In today’s competitive marketplace, KPIs are essential to maintaining market position and edging competitors. They provide a means of measuring performance on a granular level, so that you can refine your processes and workflows to better suit changing customer demands – and understand when something isn’t working.
Without KPIs, your business would rely on guesswork. Predicting reasons why sales are down is never a good response; you need KPIs to make the right decisions and drive your business forward.
It’s for this reason, too, that aligning KPIs across both eCommerce and physical stores is so important. If one area of your business begins to decline or out-pace the other, you need to be in a position to understand why, so you can prioritise resources and respond to changing operational conditions.
Aligning KPIs across your sales channels is a great way to benchmark overall company performance and discover your most valuable revenue streams. Such insights can help you to better structure your operations to ensure that the most high-value sales channels are prioritised, as well as to highlight where improvements are needed.
Here, we offer some essential tips on how to better align KPIs across your business:
- Align your KPIs to your business’ strategic direction – aligning future sales KPIs relies on having a sound, long-term strategy. For example, if you see eCommerce becoming your main source of revenue, utilising KPIs across both your digital and physical stores which help to support and enable this should be your primary objective.

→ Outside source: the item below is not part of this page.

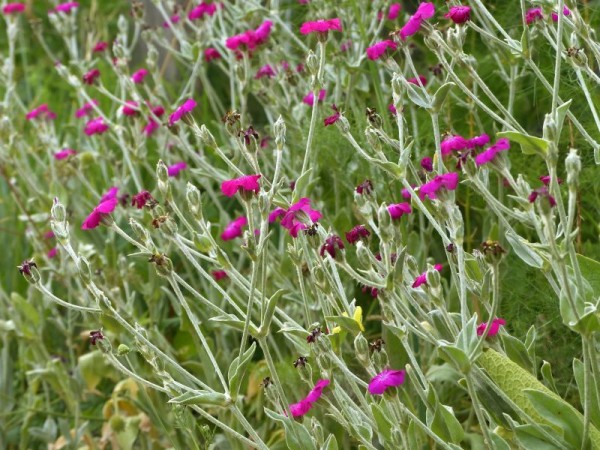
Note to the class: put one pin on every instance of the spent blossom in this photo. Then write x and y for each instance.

- Align KPIs to business processes – focusing on high-level objectives will only get you so far when it comes to monitoring KPIs. To get genuine, high-value insights from across your various sales channels, you need to look at individual business processes. Aligning KPIs with day-to-day processes will provide a real-time, frontline view of what’s working and what isn’t, so you and your team can implement improvements more readily. If, for example, you need to ensure all deliveries have left your warehouse by 4pm to facilitate next-day delivery, you set up a KPI control desk in your ERP system with a traffic light system forewarning you of any issues.
- Utilise KPI dashboards and software ‘control desks’– as touched on above, KPI dashboards have emerged as a powerful way to keep track of your performance indicators. Flexible and fully integrated business management software makes it incredibly easy to monitor progress and performance on several fronts – ideal for businesses that need an all-compassing view of their various sales channels. Such tools provide personalised alerts in multiple formats, so you and your team can monitor metrics anywhere, anytime.
- Make use of KPIs on the go – getting the right information when you need it is critical to day-to-day decision-making and task management. Having KPI alerts and updates transferred to mobile devices in real-time means you never miss out on insights that can impact your business in the here and now. And with a growing number of businesses now working on a flexible or remote-working basis, on-the-go access to KPI updates is essential for business progress and control.